To start off, I normally don’t read books that my wife recommends. I’m not sure why but I like to find my own reads. And I have a stack of books on my shelf that were higher on the list. But I kept hearing about this book and found it reviewed in Oprah magazine. Yes, I don’t like to admit, but I have flipped through the pages of this magazine more than once What can I say, she recommends good books. Finally, I put Harold Fry on the top of the stack and decided to give the adventure a go.

The premise of the book is that Harold wakes up one day and receives a letter from a former coworker, Queenie Hennessy. She is dying of cancer in a town over 500 miles north of Harold’s home. The recently retired Harold writes out a note on a postcard and walks to the end of the lane to mail it. But then, he keeps on going, walking in his old pair of loafers, determined to save his friend that had left his hometown years ago.

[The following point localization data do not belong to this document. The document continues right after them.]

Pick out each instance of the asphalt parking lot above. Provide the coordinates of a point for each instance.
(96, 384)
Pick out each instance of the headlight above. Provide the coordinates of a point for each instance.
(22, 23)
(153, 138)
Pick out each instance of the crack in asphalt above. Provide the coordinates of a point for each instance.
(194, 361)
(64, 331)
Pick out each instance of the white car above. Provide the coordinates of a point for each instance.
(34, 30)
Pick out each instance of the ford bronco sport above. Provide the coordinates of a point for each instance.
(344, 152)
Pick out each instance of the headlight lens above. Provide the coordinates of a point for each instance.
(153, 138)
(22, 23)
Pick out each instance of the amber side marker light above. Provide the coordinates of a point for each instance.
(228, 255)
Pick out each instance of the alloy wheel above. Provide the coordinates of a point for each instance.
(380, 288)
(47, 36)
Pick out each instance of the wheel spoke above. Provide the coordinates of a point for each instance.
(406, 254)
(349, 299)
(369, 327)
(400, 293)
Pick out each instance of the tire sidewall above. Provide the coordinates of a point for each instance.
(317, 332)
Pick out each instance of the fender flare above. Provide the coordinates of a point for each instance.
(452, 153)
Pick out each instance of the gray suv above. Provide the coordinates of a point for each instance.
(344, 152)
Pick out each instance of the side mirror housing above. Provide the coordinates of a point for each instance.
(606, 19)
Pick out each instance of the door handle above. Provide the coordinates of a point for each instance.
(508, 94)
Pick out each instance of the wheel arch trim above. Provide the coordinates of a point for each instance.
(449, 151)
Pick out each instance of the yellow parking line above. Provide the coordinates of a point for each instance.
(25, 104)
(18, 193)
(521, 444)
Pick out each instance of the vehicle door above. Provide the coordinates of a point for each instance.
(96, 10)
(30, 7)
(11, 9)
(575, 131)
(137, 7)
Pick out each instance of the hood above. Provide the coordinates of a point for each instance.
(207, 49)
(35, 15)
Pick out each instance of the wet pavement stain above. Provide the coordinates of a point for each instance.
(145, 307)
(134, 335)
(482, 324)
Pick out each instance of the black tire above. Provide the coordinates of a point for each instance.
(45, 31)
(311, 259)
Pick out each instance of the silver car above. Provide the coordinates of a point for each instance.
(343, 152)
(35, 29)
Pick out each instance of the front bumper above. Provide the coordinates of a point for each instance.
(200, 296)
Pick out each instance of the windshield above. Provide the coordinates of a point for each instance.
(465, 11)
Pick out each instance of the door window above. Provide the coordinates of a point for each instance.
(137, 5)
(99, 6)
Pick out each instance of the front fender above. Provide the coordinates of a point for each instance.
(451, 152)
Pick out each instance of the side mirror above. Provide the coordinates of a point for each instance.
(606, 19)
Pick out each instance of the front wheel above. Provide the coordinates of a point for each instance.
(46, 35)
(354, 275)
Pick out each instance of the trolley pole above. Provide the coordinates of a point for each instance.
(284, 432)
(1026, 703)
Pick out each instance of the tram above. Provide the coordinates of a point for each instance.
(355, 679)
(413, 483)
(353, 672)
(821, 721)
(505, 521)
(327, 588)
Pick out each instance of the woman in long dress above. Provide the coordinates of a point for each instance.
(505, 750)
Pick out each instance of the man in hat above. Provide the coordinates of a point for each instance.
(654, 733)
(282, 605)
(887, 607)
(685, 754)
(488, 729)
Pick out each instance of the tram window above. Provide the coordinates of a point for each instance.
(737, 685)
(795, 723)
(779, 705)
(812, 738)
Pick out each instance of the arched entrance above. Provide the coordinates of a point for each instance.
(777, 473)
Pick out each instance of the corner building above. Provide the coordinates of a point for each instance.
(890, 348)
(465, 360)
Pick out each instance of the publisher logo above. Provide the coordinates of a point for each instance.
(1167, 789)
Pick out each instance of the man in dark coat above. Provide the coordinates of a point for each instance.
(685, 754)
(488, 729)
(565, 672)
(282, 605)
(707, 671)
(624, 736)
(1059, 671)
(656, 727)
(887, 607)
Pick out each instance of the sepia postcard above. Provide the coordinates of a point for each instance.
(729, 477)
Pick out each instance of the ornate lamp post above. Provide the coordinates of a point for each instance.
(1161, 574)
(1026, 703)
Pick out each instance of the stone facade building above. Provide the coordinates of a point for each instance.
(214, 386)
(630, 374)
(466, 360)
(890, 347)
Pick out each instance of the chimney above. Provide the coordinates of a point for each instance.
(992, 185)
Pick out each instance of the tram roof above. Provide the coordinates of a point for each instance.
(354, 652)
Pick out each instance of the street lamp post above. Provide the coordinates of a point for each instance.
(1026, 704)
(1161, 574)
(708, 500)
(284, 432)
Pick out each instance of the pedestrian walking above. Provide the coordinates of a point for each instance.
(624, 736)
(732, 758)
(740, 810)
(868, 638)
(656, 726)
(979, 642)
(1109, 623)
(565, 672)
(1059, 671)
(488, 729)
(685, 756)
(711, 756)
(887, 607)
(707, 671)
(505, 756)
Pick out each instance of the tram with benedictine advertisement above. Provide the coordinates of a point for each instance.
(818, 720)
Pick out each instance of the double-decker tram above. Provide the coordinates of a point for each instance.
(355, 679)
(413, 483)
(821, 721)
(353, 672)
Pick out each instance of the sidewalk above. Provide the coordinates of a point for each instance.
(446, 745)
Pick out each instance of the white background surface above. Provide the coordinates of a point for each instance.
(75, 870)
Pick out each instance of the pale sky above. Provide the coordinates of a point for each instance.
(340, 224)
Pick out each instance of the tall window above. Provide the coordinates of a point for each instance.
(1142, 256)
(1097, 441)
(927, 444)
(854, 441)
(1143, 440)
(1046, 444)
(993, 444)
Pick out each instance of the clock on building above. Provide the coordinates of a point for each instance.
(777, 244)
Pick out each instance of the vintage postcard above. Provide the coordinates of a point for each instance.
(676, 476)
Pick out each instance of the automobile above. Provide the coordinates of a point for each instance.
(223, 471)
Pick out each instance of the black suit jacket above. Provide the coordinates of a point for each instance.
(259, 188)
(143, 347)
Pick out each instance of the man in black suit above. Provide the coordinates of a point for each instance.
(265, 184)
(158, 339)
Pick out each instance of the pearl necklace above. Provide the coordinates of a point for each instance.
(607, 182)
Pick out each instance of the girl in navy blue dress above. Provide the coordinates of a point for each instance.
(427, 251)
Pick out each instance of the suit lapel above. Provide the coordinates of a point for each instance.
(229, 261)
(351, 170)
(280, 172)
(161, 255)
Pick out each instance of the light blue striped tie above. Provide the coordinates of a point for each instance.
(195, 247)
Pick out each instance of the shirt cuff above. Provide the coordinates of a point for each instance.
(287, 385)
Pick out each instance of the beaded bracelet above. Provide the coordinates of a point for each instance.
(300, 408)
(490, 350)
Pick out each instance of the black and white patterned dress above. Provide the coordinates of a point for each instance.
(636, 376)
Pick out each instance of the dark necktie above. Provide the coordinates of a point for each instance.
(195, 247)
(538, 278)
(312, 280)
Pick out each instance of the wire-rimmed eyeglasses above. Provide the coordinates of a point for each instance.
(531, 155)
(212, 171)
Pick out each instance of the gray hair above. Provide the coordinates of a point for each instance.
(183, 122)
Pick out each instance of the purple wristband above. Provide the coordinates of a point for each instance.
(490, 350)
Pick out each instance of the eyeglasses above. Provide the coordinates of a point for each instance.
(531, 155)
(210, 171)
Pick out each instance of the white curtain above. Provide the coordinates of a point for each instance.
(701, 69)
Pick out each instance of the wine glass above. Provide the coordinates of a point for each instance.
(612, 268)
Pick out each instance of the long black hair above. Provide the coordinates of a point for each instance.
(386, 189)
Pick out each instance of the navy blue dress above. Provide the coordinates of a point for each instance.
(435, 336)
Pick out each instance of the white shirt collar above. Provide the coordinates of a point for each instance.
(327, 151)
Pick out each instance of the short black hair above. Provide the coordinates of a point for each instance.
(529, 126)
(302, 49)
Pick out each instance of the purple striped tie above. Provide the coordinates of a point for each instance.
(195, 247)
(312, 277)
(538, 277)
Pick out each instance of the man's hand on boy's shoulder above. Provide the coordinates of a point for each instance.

The book is believable. I could see someone in my own town, rolling out of bed, and going on their own personal quest. This story is more about Harold than it ever was about Queenie. It’s never about the destination. The journey is what counts. Harold’s journey is hard. He has little money or equipment (no compass or change of clothes), is in no shape for the trip, but just keeps on going. That’s what most do in life.

We put our heads down and keep at it.

Sleeping on roadsides and befriended by strangers, Harold discovers what he has been missing in life. The book reflects on the little things. The sunsets, the stars in the sky, and just eating at a cafe amount to big moments in the story. The writer does rely on misdirection in the book. Unlike a movie, it’s difficult for a book to pull a twist on its reader. Few writers accomplish the task and here it amounts to a heart-wrenching moment. In the end, you realize how an old man lost his way in life but somehow found his way back again. I have a list of my ten favorite books that I update from time to time. I’m sure I’ve read better books than the Unlikely Pilgrimage of Harold Fry. But I haven’t read one like this in a long time. Read this book. And prepare for the message to linger.


  • Putting one foot in front of another is meaningful. Headlining picture is a trail somewhere near Boulder, Colorado.